Dragon boat crew members paddle past breast cancer
Lynne Franks-Meinert, president of the Steel City Dragons, beats the cadence for the paddlers of Pink Steel, a dragon boat crew comprised of breast cancer survivors. The women say dragon boat racing has improved their health and their outlook on life.
Share with others:
You could never tell from the cheerfulness of the women, the diversity in their ages and backgrounds, and the vigor with which they paddle that they all are coping with the same serious malady.
Pink Steel is one of four crews fielded by the Steel City Dragons, one of the two dragon boat teams in Pittsburgh. But it is a very special crew, composed as it is of breast cancer survivors.
Dragon boat racing is one of the world's oldest sports, having originated in China about 2,400 years ago. A worldwide revival began about 25 years ago, and there are now tens of thousands of participants in about 60 countries.
A dragon boat is long, slim, colorfully painted, pointed like a canoe at both bow and stern, and paddled like a canoe, with a dragon's head. (The original purpose of the dragon's head was to scare away evil spirits.) A typical dragon boat consists of 20 paddlers, a drummer who beats out cadence for the paddlers on a large ceremonial drum and a helmsman who holds the tiller at the rear of the boat.
Dragon boating came to Pittsburgh in 2002, when the Urban Redevelopment Authority bought one dragon boat each for the Three Rivers Rowing Association and for the Steel City Dragons, in honor of the 20th anniversary of Pittsburgh's sister city relationship with Wuhan, China.
Lynne Franks-Meinert, 39, a founder and the president of the Steel City Dragons, was inspired to start a breast cancer survivor team after her friend, Carol Raber, died of breast cancer in 2005.
Some breast cancer survivors suffer from lymphedema, a swelling in the arms caused by a buildup of lymphatic fluid in the soft tissues of the body after surgery or radiation treatments. Underarm lymph nodes near the breast are part of the system that maintains the body's fluid balance and fights infections.

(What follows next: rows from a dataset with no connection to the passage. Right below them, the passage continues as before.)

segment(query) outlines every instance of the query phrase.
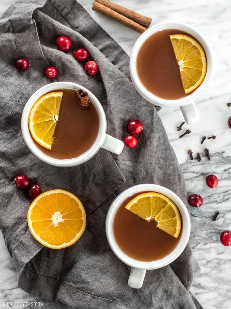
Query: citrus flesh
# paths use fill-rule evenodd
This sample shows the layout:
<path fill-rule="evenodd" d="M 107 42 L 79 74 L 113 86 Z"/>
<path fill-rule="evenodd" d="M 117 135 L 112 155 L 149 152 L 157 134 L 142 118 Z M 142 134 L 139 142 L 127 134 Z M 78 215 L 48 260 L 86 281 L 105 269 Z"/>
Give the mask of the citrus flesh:
<path fill-rule="evenodd" d="M 157 192 L 139 194 L 132 200 L 125 208 L 148 221 L 152 218 L 157 222 L 157 227 L 177 238 L 181 226 L 178 209 L 171 200 Z"/>
<path fill-rule="evenodd" d="M 204 80 L 207 68 L 203 48 L 192 38 L 184 34 L 169 36 L 178 62 L 185 93 L 197 88 Z"/>
<path fill-rule="evenodd" d="M 57 91 L 42 96 L 34 103 L 29 114 L 28 125 L 32 137 L 48 149 L 51 149 L 63 93 Z"/>
<path fill-rule="evenodd" d="M 77 241 L 85 230 L 86 221 L 84 208 L 78 197 L 59 189 L 40 194 L 27 213 L 32 235 L 43 246 L 52 249 L 64 248 Z"/>

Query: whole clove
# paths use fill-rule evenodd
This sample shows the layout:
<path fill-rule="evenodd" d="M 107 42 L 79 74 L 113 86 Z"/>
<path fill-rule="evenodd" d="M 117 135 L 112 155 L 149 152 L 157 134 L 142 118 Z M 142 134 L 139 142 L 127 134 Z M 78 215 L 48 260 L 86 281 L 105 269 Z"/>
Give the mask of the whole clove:
<path fill-rule="evenodd" d="M 210 139 L 210 138 L 213 138 L 213 139 L 216 139 L 216 135 L 213 135 L 212 136 L 210 136 L 208 138 L 208 139 Z"/>
<path fill-rule="evenodd" d="M 180 136 L 179 136 L 179 138 L 181 138 L 182 137 L 183 137 L 183 136 L 184 136 L 184 135 L 186 135 L 186 134 L 189 134 L 190 133 L 191 133 L 191 131 L 190 130 L 189 130 L 188 129 L 188 130 L 186 130 L 186 132 L 184 133 L 184 134 L 181 134 L 181 135 Z"/>
<path fill-rule="evenodd" d="M 220 212 L 219 211 L 217 211 L 217 212 L 216 213 L 216 214 L 215 215 L 213 218 L 213 221 L 216 221 L 216 220 L 217 220 L 217 216 L 218 216 L 218 215 L 219 214 Z"/>
<path fill-rule="evenodd" d="M 199 162 L 201 162 L 201 158 L 200 153 L 199 152 L 197 152 L 197 161 L 199 161 Z"/>
<path fill-rule="evenodd" d="M 202 144 L 206 139 L 206 136 L 203 136 L 202 138 L 202 140 L 201 142 L 201 144 Z"/>
<path fill-rule="evenodd" d="M 185 123 L 185 121 L 184 121 L 184 122 L 182 122 L 182 123 L 179 126 L 177 127 L 177 129 L 178 131 L 181 131 L 181 130 L 182 130 L 182 126 L 183 125 L 184 125 Z"/>
<path fill-rule="evenodd" d="M 211 160 L 211 158 L 210 157 L 209 153 L 209 149 L 207 148 L 206 148 L 205 150 L 205 152 L 206 154 L 206 155 L 207 156 L 208 159 L 210 161 Z"/>
<path fill-rule="evenodd" d="M 190 156 L 190 158 L 191 160 L 193 160 L 193 157 L 192 156 L 192 150 L 191 149 L 189 149 L 188 152 L 188 153 L 189 154 L 189 155 Z"/>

For many years physicians feared that exercise could increase the likelihood of developing lymphedema among people at risk. But a study by a Canadian physician, Dr. Don McKenzie of the University of British Columbia, showed that exercise doesn't increase the risk of a breast cancer survivor getting the condition. The first dragon boat team composed of breast cancer survivors was formed by Dr. McKenzie at UBC in 1996.
Ms. Franks-Meinert and some friends at Steel City Dragons decided in 2005 to form here a dragon boat crew of breast cancer survivors. They passed out information cards at breast cancer support group meetings and doctors' offices. Pink Steel first competed in 2006. The team currently has 26 members. They gather for practice at Fox Chapel Marine on Wednesday nights and Saturday mornings.
"These women show incredible will in overcoming the physical limitations due to the residual effects of their breast cancer treatment," Ms. Franks-Meinert said. "They no longer think of themselves as just survivors."
The exercise and the camaraderie have improved the quality of their lives, Pink Steel crew members say.
"It's the support of everybody," said Peggy Frechione, 58, of Plum, a cancer survivor for 29 years. "We're all in the same boat, literally."
"It's finding something good out of something bad," said Bebe Szalais, 71, of Springdale, a cancer survivor for 21/2 years. "We don't even think about our disease any more. We just have fun."
"This is the most powerful thing I have done since I was diagnosed," said Linda DeVos, 55, of Wilkinsburg, a cancer survivor for 15 years.
Kathy Hecker, 58, of Ross, a cancer survivor for four years, said "I had never joined any kind of support group because I don't want to talk about it. But this has been perfect."
"We don't talk about it," agreed Darlene Westfall, 53, of Penn Hills, a cancer survivor for 11 years. "It's never discussed because we are so concentrating on form and speed."
"It's fun to be thought of as an athlete instead of as a patient," said Laurie Montgomery, 46, of Murrysville.
Pink Steel plans to compete in a number of dragon boat races here and throughout the country this summer and fall. The most important of these will be in Windsor, Ontario July 18-20 for the FDJ International Dragon Boats for the Cure festival, where teams of breast cancer survivors from all over North America will compete. The event's sponsor, French Dressing Jeanswear, has contributed more than $1.5 million (Canadian) to breast cancer research in Canada and the United States.